Life is but a dream?
If in dreams we be constantly reinventing and reimagining who we are.
The truly amazing thing about Shakespeare's texts is their capaciousness: like a large soul, the works embody and hint at the mysteries of our human experiences in ways that constantly invite us to reinterpret this literary tradition--the one we call Shakespeare.
Dreams, the classics, jazz, theater, religion--allow me to suggest all are ways we meditate on, explore, and reinvent our human traditions: both as communities and individuals. They provide the shared metaphors for our lives, as well as the practices needed to interpret them.
And when it comes to capaciousness of metaphor--a size and generosity of story which allow reinterpretation over centuries--perhaps the only rivals to Shakespeare's in our western cultures are the Greeks and, yes, the Bible. This weekend's readings in our local Episcopal church were the familiar stories of David and Goliath: when I was very young, we watched a Sunday morning cartoon based on these stories. I've known this story all my life, and every time I hear it I understand it differently--now, for instance, most particularly in the ways we understand the histories of the middle east. And so we tell the same stories, over and over, in different ways: constantly transforming our understandings of who we might be, constantly remaking our worlds--hopefully for the better.

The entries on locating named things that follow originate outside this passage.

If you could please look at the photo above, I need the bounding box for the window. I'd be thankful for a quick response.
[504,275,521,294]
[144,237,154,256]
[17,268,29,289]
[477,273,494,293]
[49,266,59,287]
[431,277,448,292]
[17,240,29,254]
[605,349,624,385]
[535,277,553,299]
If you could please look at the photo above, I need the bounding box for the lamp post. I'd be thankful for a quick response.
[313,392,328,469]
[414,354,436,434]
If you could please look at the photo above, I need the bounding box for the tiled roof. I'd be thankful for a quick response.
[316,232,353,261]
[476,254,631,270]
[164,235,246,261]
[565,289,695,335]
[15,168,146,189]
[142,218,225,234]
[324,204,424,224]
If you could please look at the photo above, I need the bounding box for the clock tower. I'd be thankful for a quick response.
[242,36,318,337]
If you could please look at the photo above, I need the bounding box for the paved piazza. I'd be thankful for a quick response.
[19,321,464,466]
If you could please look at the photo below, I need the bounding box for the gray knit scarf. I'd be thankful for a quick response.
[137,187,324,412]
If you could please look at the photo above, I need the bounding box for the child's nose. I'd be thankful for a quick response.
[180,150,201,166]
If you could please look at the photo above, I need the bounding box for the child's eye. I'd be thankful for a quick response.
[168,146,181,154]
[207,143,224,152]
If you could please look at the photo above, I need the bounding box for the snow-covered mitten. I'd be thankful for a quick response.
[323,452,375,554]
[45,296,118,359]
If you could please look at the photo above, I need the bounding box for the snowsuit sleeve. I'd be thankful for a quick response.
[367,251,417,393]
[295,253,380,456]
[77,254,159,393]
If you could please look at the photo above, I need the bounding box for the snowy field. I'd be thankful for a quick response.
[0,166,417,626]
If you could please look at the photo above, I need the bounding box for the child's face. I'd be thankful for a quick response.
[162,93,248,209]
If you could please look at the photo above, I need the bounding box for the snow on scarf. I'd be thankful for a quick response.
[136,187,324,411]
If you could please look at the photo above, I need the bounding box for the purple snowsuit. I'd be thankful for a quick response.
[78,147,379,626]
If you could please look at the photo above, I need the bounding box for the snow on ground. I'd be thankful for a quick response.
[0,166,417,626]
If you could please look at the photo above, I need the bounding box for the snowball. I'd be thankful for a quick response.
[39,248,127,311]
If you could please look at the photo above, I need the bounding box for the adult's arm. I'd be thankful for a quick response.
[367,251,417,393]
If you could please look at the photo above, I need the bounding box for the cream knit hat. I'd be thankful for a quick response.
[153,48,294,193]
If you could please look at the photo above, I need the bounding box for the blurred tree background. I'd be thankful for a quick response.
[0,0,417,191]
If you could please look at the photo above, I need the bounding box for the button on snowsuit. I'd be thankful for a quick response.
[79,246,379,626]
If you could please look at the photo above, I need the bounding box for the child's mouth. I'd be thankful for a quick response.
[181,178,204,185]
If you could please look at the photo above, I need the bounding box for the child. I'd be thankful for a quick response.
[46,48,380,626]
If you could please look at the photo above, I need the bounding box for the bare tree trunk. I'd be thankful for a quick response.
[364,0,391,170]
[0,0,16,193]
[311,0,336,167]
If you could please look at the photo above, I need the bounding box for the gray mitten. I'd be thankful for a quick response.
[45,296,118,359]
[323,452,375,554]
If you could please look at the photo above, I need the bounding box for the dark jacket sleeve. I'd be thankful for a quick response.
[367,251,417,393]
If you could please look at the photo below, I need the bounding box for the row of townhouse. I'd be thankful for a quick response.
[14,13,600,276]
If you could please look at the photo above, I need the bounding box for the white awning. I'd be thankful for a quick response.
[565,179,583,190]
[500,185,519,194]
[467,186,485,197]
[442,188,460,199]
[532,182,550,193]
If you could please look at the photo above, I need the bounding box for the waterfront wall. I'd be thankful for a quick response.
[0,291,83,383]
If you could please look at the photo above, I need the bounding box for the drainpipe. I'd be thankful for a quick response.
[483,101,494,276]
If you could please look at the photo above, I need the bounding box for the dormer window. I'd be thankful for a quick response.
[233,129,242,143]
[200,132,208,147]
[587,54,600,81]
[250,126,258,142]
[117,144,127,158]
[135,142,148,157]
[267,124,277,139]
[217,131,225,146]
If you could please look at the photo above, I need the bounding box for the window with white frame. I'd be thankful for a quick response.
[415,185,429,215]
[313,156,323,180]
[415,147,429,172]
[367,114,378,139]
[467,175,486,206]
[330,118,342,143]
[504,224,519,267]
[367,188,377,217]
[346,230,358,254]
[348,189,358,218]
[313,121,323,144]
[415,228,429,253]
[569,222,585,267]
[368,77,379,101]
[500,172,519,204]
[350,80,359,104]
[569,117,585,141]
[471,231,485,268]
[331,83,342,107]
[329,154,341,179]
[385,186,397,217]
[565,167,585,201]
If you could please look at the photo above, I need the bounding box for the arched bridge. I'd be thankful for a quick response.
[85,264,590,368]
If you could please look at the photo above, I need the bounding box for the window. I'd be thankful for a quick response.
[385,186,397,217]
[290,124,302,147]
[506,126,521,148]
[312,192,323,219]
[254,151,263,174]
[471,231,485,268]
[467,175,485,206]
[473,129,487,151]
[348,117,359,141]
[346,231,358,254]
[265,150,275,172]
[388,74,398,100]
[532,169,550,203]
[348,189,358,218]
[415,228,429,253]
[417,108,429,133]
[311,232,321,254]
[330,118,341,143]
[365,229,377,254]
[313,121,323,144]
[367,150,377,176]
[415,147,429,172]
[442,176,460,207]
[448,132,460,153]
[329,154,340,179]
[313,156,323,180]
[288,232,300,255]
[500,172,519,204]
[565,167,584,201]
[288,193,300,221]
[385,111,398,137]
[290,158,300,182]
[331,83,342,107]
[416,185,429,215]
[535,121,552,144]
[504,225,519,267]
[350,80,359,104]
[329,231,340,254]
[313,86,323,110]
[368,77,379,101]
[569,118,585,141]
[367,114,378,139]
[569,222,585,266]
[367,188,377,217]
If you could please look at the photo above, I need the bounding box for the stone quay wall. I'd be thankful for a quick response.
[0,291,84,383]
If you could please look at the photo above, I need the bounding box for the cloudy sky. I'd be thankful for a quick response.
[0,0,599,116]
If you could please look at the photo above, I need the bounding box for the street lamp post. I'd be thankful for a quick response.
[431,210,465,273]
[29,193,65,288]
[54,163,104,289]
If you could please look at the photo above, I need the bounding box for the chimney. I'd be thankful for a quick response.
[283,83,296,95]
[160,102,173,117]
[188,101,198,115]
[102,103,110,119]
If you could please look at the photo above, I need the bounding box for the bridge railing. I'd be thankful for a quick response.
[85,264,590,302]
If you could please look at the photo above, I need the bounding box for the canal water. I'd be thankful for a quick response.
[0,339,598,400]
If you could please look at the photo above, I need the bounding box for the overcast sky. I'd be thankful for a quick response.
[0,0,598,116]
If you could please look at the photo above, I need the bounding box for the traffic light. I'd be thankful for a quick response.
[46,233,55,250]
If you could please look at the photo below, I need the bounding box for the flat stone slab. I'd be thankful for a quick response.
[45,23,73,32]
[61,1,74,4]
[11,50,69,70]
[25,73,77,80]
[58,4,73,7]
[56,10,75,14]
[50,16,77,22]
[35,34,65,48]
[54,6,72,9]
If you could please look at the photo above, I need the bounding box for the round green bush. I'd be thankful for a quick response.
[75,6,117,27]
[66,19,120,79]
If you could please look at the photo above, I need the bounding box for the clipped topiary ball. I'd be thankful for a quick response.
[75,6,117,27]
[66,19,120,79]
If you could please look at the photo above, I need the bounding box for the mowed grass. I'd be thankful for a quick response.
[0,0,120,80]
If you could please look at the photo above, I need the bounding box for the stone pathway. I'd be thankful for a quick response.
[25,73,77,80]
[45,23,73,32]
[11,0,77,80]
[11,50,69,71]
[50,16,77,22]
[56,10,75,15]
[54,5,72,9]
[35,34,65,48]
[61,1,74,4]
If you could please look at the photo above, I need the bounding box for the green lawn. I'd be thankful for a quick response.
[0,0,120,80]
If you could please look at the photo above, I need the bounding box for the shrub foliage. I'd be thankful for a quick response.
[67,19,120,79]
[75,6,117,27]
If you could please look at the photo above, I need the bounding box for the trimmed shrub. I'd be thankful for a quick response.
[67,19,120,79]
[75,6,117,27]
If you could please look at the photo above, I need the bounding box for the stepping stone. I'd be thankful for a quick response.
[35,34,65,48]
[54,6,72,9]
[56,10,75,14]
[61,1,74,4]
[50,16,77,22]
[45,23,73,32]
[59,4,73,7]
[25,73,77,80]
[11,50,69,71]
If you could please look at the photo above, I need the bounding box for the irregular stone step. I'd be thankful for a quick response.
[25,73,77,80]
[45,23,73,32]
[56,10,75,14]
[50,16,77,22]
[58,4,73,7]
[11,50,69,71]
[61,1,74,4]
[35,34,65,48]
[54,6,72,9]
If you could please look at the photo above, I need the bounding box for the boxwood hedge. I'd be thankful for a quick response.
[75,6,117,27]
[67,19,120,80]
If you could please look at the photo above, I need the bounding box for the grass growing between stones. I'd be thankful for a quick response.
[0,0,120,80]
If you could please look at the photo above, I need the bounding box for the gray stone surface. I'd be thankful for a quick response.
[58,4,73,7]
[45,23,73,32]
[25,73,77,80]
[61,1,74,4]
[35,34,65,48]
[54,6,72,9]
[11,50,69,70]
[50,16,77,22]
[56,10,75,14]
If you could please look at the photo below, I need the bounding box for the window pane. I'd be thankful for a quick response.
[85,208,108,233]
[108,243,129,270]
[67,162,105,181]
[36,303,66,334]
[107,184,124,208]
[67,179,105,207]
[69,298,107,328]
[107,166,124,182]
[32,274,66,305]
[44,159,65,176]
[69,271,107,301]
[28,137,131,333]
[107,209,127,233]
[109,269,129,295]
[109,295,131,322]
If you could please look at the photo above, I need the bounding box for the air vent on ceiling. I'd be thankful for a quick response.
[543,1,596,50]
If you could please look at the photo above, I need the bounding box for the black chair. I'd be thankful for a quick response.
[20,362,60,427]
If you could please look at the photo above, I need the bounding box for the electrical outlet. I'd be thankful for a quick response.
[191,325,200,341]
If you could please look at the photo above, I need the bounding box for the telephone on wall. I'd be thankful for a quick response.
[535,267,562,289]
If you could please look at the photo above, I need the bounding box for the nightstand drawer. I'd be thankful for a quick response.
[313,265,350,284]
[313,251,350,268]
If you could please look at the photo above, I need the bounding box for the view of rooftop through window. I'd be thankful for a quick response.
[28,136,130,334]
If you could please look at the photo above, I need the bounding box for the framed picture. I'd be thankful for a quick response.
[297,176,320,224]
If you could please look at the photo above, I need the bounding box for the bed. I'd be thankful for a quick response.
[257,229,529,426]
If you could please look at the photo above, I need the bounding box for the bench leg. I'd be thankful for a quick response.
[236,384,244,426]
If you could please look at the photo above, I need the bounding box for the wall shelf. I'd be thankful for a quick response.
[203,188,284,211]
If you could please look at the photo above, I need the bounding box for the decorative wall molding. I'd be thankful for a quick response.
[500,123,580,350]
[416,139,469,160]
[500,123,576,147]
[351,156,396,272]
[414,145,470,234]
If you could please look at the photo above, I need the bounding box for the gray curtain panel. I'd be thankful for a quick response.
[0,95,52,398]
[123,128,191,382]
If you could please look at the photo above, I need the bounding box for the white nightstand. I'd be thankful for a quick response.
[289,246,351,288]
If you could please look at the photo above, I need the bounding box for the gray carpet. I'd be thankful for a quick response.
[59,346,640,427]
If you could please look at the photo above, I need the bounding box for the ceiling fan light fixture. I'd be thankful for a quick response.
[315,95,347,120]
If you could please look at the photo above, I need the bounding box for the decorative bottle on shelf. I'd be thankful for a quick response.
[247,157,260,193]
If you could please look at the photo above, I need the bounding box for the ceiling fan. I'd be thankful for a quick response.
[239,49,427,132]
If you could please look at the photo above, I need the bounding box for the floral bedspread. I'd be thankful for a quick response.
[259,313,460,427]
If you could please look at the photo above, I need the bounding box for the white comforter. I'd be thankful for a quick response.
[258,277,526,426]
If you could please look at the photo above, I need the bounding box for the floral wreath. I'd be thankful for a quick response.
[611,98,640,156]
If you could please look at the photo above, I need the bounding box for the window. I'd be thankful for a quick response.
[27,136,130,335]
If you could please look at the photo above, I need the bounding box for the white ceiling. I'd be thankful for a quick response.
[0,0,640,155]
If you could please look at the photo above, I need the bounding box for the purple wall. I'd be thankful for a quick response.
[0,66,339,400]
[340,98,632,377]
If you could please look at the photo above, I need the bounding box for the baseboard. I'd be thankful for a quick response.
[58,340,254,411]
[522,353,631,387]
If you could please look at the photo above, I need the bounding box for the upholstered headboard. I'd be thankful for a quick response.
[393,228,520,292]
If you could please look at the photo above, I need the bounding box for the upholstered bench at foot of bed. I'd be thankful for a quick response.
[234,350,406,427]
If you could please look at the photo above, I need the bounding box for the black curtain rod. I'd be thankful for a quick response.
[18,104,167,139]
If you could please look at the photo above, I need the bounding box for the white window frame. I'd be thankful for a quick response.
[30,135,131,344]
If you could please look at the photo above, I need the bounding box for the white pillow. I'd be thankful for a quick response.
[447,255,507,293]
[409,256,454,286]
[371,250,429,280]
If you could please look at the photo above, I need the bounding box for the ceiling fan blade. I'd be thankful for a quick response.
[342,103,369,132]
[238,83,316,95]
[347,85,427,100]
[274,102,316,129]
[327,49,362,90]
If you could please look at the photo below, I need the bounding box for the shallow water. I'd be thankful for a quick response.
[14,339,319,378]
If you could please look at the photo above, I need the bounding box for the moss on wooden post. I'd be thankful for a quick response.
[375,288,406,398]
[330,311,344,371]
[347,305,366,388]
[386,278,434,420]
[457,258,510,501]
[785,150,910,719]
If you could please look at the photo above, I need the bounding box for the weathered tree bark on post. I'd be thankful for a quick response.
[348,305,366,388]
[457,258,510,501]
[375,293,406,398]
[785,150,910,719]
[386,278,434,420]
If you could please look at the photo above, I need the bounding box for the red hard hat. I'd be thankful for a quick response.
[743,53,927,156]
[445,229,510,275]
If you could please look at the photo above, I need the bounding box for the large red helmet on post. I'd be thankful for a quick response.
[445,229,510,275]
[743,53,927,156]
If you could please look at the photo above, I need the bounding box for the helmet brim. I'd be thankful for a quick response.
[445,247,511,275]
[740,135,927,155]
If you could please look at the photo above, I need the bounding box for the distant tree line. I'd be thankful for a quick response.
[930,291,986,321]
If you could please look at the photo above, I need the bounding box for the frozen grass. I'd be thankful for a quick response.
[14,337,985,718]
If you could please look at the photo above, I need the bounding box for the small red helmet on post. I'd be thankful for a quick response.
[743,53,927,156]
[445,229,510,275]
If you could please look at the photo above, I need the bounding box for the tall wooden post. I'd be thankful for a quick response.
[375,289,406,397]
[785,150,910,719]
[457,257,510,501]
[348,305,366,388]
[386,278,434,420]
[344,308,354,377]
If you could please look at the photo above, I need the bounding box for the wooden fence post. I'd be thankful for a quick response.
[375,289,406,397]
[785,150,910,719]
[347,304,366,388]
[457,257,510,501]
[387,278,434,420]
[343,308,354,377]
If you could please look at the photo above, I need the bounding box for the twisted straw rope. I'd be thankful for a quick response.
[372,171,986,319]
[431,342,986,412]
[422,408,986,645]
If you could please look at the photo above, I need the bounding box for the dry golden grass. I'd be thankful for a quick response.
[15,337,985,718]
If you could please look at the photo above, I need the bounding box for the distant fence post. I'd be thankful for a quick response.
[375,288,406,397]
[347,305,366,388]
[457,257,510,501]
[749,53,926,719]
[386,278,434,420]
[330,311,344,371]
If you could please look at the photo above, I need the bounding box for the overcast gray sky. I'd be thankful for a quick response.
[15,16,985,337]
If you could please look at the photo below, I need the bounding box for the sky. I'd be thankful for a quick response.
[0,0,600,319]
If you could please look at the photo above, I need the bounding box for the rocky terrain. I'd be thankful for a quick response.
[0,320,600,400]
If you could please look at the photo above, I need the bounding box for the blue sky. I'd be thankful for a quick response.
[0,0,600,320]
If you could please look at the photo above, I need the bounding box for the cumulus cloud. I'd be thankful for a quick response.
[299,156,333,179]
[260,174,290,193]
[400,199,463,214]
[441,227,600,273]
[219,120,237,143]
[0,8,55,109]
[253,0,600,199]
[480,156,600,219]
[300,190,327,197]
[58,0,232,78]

Thus there is no "post-Shakespeare"--in Stonington or elsewhere. Our experiences of wrestling with metaphor, through art and religion, are central to our humanity; and there just aren't enough opportunities or time for this work and pleasure. So we are going to let our ShakeStonington blog live on, and hope you will continue to bring to it your ideas, thoughts, and questions: about Shakespeare, about metaphor, about theater, spirituality, life--because ultimately, in the dream we call our lives, this IS all there is.